Main Event
- Country: Australia

Programming
- Language(s): English
- Picture format: 576i (SDTV) 1080i (HDTV)

Ownership
- Owner: Main Event Television
- Sister channels: Foxtel Networks channels

History
- Launched: September 1997
- Former names: Event TV (Foxtel) Main Attraction (Austar and Optus Vision)

Links
- Website: mainevent.com.au

= Main Event (TV channel) =

Australian pay-per-view television channel

Main Event logo used from 2010 to 2019.

Main Event (previously known as Event TV or Main Attraction) is Australia's only sports pay-per-view channel. It transmits through Foxtel and Kayo. It broadcasts major sporting and entertainment events such as boxing, professional wrestling, mixed martial arts and concerts.

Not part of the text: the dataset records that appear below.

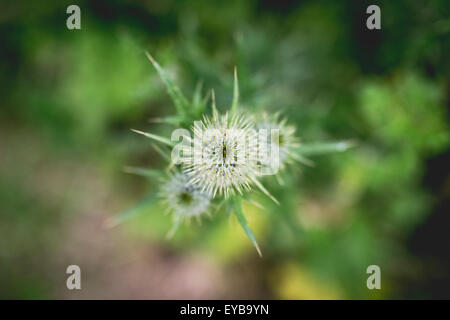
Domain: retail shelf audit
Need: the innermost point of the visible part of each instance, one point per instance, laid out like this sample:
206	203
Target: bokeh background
69	98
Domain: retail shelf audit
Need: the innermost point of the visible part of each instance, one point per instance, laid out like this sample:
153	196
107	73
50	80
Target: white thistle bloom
183	198
224	159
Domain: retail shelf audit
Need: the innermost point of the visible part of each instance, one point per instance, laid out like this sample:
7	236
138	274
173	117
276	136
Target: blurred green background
69	97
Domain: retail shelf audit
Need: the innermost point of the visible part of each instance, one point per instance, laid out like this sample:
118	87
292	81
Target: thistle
226	158
286	144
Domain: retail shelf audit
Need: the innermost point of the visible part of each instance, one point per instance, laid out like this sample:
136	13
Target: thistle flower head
224	158
184	198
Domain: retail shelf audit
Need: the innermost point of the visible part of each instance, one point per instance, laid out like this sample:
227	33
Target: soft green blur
69	99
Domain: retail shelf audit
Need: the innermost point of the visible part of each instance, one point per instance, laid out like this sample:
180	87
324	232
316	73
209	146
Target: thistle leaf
155	137
114	221
324	148
234	106
181	103
151	173
174	228
173	120
264	190
243	222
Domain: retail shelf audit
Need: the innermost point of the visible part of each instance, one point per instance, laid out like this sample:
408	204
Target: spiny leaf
155	137
213	105
324	148
235	93
114	221
264	190
175	227
243	222
181	103
173	120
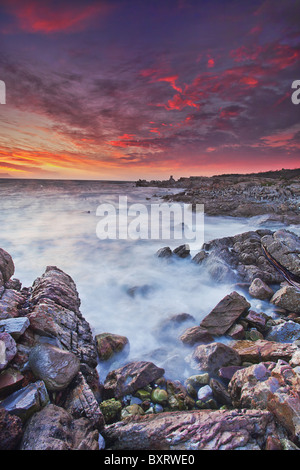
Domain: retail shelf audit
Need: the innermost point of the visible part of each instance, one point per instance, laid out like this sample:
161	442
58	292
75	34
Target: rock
111	410
8	349
10	380
236	331
288	297
260	290
132	410
27	401
7	267
222	317
129	378
269	386
226	373
53	428
220	392
213	356
10	302
182	251
143	290
80	402
193	430
284	247
11	430
240	258
295	359
109	344
159	396
165	252
68	326
205	393
286	332
196	334
57	286
169	328
257	320
262	350
15	326
55	366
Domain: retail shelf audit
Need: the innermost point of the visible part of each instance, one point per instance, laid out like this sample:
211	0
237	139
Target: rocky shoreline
274	194
244	393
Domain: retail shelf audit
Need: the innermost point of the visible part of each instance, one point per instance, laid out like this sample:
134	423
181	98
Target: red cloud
49	17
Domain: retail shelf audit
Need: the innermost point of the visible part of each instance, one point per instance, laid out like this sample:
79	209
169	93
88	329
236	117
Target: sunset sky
128	89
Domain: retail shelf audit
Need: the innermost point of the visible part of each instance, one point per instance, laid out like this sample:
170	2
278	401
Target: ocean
124	288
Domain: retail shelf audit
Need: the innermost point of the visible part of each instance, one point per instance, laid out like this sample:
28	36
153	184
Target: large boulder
211	357
269	386
262	350
55	366
287	297
222	317
284	247
53	428
193	430
11	430
239	258
8	349
7	267
130	378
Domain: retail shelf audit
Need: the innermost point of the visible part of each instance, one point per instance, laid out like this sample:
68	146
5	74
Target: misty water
54	223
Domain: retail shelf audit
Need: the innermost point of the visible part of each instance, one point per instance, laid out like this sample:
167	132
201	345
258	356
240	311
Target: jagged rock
55	366
80	402
194	430
239	258
288	297
111	410
10	380
7	267
222	317
129	378
182	251
27	401
269	386
8	349
57	286
257	320
286	332
10	302
72	330
262	350
53	428
109	344
164	252
260	290
196	334
212	357
11	430
15	326
284	247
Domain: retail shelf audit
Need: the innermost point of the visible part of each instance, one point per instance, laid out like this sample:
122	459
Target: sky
129	89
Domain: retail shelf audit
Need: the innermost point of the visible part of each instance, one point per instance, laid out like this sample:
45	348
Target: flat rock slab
193	430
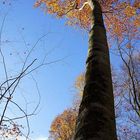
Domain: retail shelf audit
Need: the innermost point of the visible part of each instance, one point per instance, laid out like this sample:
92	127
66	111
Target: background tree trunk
96	119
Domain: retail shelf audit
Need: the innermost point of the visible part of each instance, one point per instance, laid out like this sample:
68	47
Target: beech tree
96	119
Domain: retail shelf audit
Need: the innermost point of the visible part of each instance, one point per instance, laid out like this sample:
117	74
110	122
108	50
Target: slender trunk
96	119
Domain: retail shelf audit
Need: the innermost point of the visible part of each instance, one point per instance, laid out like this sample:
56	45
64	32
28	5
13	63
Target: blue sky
55	81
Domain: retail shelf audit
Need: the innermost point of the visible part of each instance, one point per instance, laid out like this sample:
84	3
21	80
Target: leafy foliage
119	16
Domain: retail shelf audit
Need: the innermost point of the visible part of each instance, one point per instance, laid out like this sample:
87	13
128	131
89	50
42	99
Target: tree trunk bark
96	119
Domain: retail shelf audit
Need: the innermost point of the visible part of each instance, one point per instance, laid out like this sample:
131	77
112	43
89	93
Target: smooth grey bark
96	119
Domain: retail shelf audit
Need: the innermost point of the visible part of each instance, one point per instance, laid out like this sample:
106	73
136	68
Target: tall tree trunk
96	119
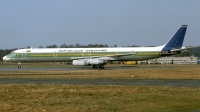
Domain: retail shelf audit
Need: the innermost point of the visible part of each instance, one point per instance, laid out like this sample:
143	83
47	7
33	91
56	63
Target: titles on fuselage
89	50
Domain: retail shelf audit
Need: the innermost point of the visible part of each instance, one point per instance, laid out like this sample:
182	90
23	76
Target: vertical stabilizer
176	41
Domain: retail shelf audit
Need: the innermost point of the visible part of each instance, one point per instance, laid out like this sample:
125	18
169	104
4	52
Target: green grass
76	98
138	72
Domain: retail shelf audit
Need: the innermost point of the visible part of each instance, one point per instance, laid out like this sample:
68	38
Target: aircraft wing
183	49
106	57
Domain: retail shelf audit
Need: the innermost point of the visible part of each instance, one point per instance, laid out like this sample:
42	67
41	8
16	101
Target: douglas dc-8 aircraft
98	57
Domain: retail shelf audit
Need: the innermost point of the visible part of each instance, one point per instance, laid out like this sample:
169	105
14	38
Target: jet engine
89	62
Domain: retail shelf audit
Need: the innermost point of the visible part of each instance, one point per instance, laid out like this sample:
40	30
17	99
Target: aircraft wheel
102	66
19	66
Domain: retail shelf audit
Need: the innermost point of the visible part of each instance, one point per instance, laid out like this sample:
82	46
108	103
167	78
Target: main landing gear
19	65
99	66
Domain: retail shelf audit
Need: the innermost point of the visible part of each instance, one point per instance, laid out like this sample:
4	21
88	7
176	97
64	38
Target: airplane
98	57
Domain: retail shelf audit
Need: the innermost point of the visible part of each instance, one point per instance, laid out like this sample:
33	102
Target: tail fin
176	41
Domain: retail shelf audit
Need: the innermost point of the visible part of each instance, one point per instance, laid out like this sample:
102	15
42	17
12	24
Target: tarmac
135	82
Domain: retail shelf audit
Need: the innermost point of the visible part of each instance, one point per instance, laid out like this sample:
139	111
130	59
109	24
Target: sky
122	22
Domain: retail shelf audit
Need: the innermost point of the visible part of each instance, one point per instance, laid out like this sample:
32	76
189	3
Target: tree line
191	52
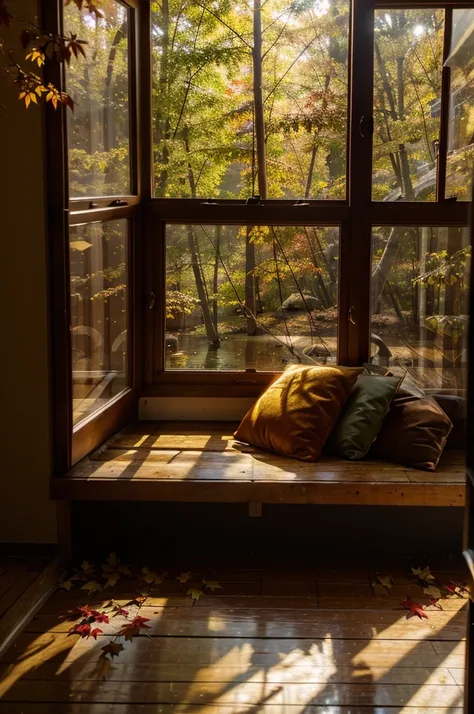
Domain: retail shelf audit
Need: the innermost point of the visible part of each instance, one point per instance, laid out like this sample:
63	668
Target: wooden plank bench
201	462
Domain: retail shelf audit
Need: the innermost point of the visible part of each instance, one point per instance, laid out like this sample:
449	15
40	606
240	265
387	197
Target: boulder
295	302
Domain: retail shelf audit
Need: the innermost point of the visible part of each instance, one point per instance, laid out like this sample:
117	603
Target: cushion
414	433
295	415
455	408
363	415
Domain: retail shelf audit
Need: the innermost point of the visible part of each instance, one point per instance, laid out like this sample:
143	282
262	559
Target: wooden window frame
355	216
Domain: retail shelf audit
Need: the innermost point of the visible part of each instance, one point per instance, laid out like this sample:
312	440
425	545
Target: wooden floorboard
254	646
201	462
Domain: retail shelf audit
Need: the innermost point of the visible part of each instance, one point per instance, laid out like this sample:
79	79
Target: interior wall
26	513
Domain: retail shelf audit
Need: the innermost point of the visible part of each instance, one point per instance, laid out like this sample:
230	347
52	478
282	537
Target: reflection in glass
98	314
461	109
98	129
250	99
407	89
258	297
420	281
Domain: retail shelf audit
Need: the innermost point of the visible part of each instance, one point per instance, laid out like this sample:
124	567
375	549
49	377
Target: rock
295	302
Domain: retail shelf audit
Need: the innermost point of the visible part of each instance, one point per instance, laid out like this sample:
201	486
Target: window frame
355	216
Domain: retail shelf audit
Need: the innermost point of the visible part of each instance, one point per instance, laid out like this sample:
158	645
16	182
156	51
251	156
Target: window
250	98
98	314
99	128
250	297
420	280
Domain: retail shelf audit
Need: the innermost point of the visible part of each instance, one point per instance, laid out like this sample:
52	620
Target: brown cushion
414	433
295	415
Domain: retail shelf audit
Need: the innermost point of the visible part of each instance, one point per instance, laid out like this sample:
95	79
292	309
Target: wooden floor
201	462
326	640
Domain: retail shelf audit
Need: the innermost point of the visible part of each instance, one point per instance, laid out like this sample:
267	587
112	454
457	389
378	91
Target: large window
265	182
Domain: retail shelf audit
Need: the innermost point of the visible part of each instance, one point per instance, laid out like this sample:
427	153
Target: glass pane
98	129
250	98
255	298
407	98
98	254
420	280
461	110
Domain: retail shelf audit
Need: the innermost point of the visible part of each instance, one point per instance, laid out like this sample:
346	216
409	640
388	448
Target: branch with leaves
41	47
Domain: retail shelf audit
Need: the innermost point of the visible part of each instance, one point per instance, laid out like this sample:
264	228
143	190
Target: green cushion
362	418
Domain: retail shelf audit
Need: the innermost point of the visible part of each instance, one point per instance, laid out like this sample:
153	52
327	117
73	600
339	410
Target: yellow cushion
295	415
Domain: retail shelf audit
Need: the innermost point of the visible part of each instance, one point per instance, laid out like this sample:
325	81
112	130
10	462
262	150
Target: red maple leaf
83	629
101	617
414	607
121	611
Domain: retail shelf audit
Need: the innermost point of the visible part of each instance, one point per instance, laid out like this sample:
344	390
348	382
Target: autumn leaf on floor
104	667
92	586
195	593
87	568
385	580
414	607
432	591
132	629
424	574
83	629
150	577
112	648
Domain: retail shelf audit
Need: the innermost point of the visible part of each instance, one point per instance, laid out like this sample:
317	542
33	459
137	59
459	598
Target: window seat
201	462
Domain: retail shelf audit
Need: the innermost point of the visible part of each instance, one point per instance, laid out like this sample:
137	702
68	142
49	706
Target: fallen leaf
132	629
414	607
92	586
83	629
104	667
150	577
195	593
433	591
112	580
424	574
113	649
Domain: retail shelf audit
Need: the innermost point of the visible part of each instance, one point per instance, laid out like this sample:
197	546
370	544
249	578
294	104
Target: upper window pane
461	110
98	129
251	297
420	285
250	98
407	98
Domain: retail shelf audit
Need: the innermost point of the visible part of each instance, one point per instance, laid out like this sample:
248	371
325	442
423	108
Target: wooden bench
201	462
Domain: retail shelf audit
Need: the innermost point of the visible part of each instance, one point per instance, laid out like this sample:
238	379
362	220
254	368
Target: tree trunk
209	325
258	100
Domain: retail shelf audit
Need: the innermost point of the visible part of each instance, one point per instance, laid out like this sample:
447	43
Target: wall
26	513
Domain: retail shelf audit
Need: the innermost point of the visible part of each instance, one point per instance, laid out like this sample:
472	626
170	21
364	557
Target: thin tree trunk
216	275
258	100
209	325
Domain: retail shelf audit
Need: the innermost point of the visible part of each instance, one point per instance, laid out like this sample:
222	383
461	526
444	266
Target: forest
250	99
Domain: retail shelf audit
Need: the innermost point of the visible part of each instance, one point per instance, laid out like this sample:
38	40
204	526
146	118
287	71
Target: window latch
366	126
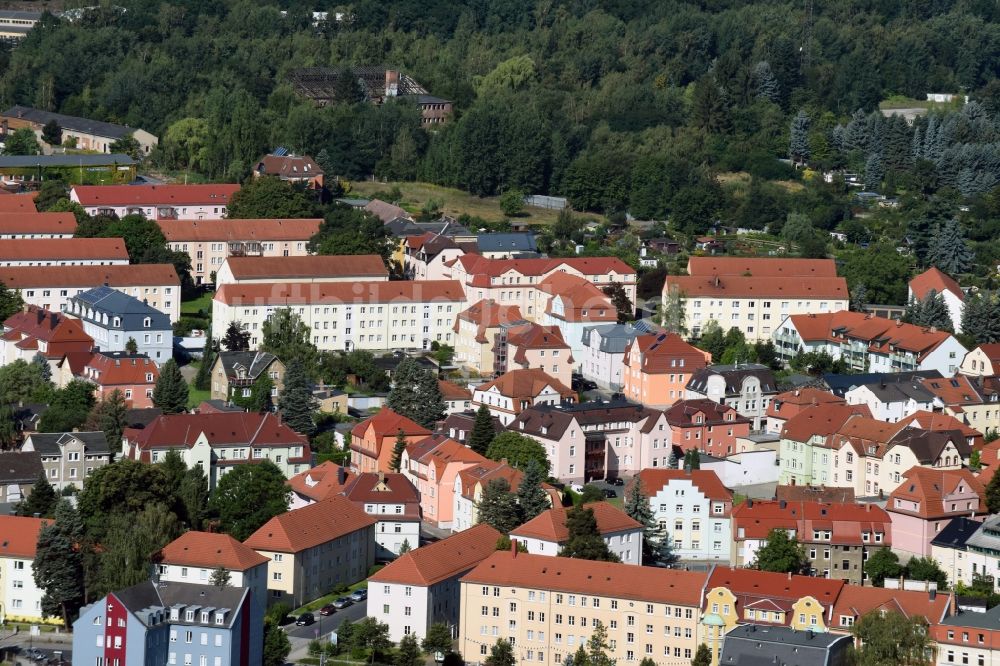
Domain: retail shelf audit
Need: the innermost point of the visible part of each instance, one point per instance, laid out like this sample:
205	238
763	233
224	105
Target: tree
501	654
296	401
619	298
42	501
517	450
171	391
397	451
438	638
22	142
781	553
890	638
531	497
52	133
249	496
585	541
882	564
498	507
237	338
483	431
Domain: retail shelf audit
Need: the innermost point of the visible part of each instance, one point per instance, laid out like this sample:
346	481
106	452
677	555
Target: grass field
453	202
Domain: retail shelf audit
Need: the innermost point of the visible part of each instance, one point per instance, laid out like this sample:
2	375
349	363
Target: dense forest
681	111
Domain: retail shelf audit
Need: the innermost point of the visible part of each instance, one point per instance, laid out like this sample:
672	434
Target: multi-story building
37	225
546	607
315	549
546	533
868	343
422	587
113	319
68	458
218	441
51	287
178	623
746	387
156	202
694	509
271	268
657	368
838	538
348	316
923	504
754	295
20	597
20	252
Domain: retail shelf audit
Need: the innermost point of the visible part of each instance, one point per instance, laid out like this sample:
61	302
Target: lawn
453	202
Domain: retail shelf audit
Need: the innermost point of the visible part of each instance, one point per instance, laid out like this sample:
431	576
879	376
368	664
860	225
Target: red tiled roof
934	279
441	560
209	550
316	293
604	579
310	526
551	525
216	194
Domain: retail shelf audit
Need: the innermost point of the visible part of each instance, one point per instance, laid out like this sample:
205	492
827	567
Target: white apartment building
376	316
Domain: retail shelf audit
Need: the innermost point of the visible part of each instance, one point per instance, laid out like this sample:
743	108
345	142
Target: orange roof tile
310	526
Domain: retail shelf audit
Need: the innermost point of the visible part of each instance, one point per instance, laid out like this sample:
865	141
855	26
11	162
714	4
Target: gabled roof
442	559
550	525
310	526
209	550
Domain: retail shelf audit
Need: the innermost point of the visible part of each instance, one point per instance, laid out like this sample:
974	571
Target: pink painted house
927	499
432	464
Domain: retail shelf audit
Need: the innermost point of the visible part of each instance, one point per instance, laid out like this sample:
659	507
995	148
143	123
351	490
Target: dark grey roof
507	242
254	362
20	466
761	645
48	443
131	310
86	125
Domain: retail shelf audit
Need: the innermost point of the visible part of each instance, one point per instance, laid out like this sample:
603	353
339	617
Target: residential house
693	509
20	596
547	534
234	373
511	393
89	135
374	439
218	441
35	330
179	623
270	267
113	319
838	538
602	356
51	287
348	316
24	252
68	458
623	598
927	499
315	549
746	387
868	343
156	202
422	587
754	294
657	368
432	465
934	281
476	329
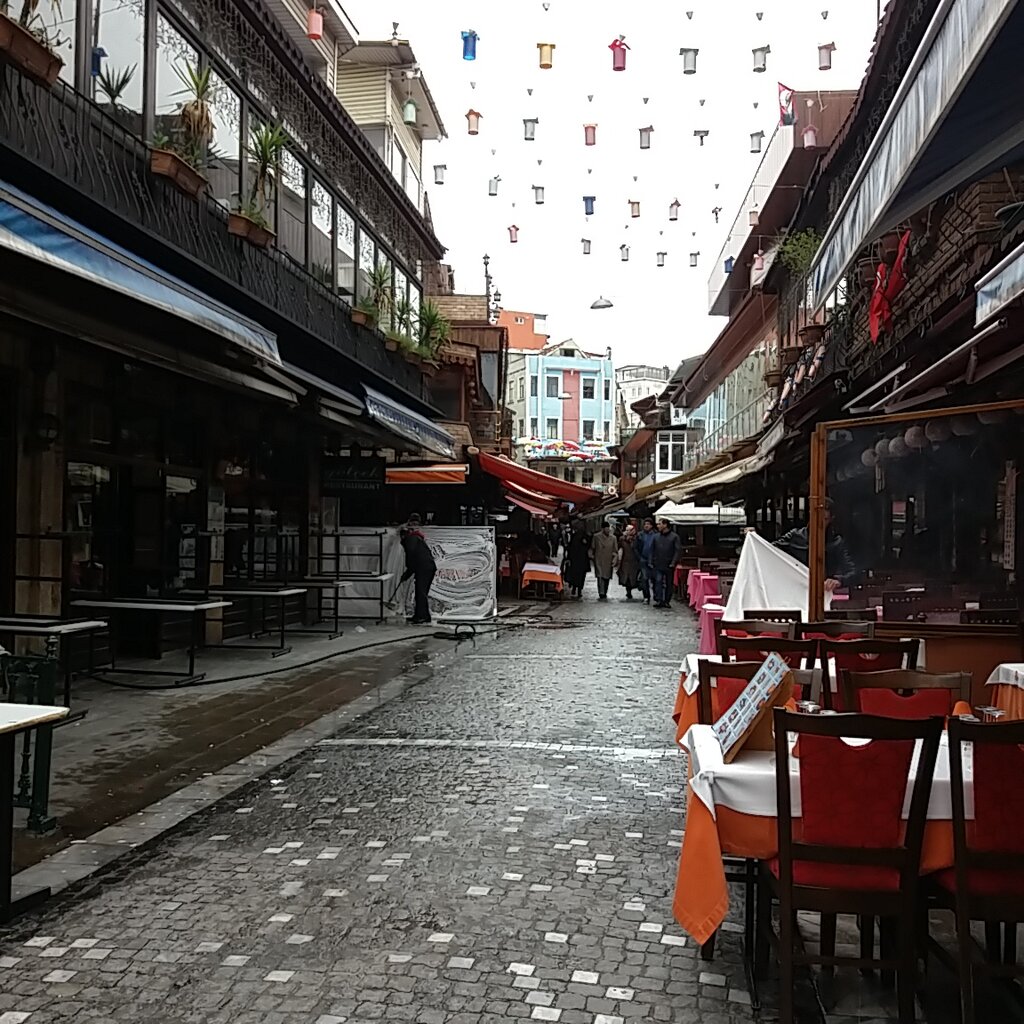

The channel has broadcast the Anthony "The Man" Mundine vs. Danny Green boxing fight and has broadcast nearly every World Wrestling Entertainment pay-per-view since 2000 (There was a contract negotiation period that prevented the WWE from showing WWE pay-per-views between January 2003 and August 2003). Since May 2006 it has also been broadcasting Total Nonstop Action Wrestling pay-per-views, and since 2007, the Ultimate Fighting Championship started screening their PPV's. It also broadcast WWE's weekly programming (for free) over a 2-week period during 2006 while Fox8 was screening a marathon of The Simpsons. The channel would similarly do the same in early 2015 when Fox8 broadcast every episode of The Simpsons.

In previous years, Main Event has also broadcast large concerts for artists such as Christina Aguilera and Beyoncé Knowles. In November 2008, the channel broadcast a live concert at Etihad Stadium in Melbourne from Dutch violinist, conductor and composer, André Rieu.

During the Australian Football League's 2007–2011 broadcast rights period, Friday Night Football matches as well as selected games played on Saturday afternoon, Saturday night and Sunday afternoon were shown on Main Event to Fox Sports (Australia) subscribers in New South Wales, Queensland and the Australian Capital Territory. Viewers in Victoria, in contrast, did not receive any National Rugby League matches live on this channel, even if their local team. the Melbourne Storm, was playing.

The AFL arrangement ceased as of season 2012, as free-to-air rights holder the Seven Network were permitted to screen these games to northern states on its digital terrestrial multichannel, 7mate.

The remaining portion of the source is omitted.